According to the reference flow for the bit-by-bit case: equalized Tx output from digital bit sequence is converted with channel’s impulse response. The resulting waveform is then sent to Rx EQ before getting final results. Either Tx EQ or Rx EQ or both may not be LTI so usage of aforementioned Xform(t) is not applicable.
As a fruit of thought… the spec. only mentions that in a bit-by-bit mode, the output of Tx AMI model is equalized digital sequence, while input to the Rx EQ must be the channel response from that sequence, then are there other ways to get such response to Rx yet with different Rt/Ft considered?
One example is like shown in top half of the picture above. If a simulator takes that equalized digital input and “simulate” to get final response, then this “simulation process” should have taken different Rt/Ft into account and has valid results. However, this process will be slow and I don’t think any simulator is doing it this way. Furthermore, the spec. specifically say it needs to “convolve” with impulse response. First of all, this impulse can be from rising or falling. Secondly, even we decide to decovolve with input first (thus has sequences of different delta response) then convolve with pulse response (i.e. one simulated UI), will there be any issue?
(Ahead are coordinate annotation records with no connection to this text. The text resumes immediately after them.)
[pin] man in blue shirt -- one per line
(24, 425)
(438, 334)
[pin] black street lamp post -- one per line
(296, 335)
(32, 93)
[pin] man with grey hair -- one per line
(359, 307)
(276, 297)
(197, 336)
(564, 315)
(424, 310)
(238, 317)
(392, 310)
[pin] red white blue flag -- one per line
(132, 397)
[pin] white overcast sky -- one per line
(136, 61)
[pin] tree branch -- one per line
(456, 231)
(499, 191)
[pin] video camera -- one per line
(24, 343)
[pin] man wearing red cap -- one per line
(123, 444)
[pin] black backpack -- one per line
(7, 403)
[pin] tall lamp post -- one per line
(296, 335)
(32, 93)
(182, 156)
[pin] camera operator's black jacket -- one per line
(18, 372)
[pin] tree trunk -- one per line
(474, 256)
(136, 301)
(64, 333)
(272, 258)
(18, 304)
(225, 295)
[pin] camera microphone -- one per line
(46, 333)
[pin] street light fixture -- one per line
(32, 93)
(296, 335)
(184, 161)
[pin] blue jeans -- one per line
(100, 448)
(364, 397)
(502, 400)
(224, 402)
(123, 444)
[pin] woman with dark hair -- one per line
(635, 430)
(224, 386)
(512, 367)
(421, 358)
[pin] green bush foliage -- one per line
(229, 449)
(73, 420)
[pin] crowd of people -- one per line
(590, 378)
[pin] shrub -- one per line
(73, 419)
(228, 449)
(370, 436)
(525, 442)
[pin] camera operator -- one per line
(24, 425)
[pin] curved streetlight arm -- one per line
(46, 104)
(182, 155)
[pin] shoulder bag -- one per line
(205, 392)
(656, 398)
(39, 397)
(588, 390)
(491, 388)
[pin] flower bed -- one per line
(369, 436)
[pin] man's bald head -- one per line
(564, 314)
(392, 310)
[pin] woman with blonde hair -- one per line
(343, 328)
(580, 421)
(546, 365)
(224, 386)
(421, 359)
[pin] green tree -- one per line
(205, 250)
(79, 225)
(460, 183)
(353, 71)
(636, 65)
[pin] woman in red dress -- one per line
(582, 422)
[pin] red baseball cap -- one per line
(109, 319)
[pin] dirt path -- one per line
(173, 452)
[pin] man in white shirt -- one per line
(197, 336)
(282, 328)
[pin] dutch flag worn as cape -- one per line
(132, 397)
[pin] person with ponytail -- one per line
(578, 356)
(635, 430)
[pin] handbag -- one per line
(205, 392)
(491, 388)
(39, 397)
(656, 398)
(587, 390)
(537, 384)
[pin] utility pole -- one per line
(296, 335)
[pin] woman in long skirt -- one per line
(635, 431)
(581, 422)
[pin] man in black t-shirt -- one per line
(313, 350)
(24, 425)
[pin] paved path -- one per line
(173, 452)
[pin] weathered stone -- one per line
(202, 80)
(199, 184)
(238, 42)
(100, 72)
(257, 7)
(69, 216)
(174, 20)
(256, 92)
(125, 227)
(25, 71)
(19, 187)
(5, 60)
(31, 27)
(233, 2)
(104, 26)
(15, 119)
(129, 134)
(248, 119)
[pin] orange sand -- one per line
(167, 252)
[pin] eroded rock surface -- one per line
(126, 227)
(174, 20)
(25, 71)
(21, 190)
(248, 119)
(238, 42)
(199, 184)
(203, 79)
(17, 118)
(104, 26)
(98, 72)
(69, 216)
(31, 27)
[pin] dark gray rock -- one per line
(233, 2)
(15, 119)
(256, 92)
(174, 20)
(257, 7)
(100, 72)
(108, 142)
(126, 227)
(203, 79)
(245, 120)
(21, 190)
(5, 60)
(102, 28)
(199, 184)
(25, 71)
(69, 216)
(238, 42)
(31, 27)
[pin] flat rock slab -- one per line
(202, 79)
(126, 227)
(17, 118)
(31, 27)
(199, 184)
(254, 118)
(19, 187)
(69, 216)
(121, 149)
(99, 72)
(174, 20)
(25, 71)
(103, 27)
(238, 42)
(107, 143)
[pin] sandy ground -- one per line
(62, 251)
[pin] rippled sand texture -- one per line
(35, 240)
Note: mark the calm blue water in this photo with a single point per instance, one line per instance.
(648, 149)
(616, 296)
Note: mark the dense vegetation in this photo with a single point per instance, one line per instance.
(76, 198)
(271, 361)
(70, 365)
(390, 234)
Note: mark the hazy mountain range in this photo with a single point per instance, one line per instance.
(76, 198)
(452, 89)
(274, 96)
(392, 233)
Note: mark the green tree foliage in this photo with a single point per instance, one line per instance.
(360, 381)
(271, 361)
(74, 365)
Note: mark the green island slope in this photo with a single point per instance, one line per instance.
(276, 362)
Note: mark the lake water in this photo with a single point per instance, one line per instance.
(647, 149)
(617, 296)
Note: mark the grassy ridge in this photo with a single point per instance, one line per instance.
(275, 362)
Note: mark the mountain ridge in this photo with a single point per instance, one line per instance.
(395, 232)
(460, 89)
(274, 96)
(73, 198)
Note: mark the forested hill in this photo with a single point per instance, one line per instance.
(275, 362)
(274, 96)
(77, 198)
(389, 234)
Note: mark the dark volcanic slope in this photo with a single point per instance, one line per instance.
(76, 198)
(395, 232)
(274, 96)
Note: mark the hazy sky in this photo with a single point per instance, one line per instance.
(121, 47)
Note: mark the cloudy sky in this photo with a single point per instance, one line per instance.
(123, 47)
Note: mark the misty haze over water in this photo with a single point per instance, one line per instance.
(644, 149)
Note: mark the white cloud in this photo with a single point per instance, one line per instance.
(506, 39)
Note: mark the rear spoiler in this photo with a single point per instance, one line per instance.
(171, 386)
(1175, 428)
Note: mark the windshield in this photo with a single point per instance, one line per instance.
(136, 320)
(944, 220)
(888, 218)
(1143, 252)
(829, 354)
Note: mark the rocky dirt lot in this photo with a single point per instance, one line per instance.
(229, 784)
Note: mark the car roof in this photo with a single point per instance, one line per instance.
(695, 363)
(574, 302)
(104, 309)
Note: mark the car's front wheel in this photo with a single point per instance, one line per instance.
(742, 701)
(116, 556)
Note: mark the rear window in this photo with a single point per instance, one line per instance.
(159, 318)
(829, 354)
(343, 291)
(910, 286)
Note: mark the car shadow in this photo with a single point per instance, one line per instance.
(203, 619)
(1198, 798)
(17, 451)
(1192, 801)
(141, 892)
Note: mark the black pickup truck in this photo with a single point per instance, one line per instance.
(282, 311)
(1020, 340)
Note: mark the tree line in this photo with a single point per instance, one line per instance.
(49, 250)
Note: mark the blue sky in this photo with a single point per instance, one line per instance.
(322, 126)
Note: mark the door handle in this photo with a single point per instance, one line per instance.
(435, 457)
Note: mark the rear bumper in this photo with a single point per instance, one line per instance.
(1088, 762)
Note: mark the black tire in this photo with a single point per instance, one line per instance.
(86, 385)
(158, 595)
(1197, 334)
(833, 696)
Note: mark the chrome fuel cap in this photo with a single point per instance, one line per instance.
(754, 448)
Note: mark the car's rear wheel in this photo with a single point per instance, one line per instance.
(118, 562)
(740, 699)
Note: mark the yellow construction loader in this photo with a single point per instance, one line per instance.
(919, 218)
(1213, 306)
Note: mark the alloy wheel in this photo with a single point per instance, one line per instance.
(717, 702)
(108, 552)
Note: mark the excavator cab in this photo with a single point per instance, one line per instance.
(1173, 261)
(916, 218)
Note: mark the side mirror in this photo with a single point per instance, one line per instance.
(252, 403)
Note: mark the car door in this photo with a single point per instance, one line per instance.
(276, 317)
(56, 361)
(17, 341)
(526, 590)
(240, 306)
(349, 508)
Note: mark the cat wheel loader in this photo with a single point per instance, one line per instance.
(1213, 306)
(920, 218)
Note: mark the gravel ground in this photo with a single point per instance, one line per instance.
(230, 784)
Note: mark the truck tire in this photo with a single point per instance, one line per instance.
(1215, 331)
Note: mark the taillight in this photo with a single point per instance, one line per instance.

From the plot above… we can see that when a pulse has different rising and falling slew rate, using superimpose to construct 011… will find “glitches” at the trailing high state portion. The severity of this “glitches” depends on how much difference the Rt/Ft is. So using a pulse response here will still not work.
A simple matlab script has also been written to demonstrate occurrence of such “glitches”. This proves that not only using an impulse response to convolve with Tx EQ’s output is problematic, even using a full simulated pulse (which has asymmetric Rt/Ft’s effect) to convolve delta sequences (this delta sequence is original TX EQ’s output deconvolve with one digital bit) will still be problematic. Glitches will happen for consecutive ones or zeros due to the mismatches of Rt and Ft. Thus one must use rise step and fall step response instead when doing such kind of convolution.
In this presentation, we discussed how existing AMI flow may be applied to asymmetric Rt/Ft such as those often seen in DDR case. A “smarter” EDA tool should be able to handle this situation without changing on spec.’s reference flow. When a channel analysis is performed in a “statistical” flow, an EDA tool can obtain waveform data at both Tx and Rx analog buffer’s pads during calibration process. Such data can be used to construct a transform function, XForm(t). With this function, impulse response through EQ can be reconstructed and thus built an asymmetric eye. Tree structure may be needed to keep track of possible bit combinations. In a “bit-by-bit” flow, the current spec. may be too specific as it forces to use convolution of TX EQ’s output with channel’s impulse response before sending to RX EQ. Such direct convolution may be problematic. A “smarter” simulator may calculate it using different method without changing data output from TX EQ and input to the RX EQ. Step response should be used as different Rt/Ft will cause “glitches” when consecutive ones/zeros are present if convolution method is used.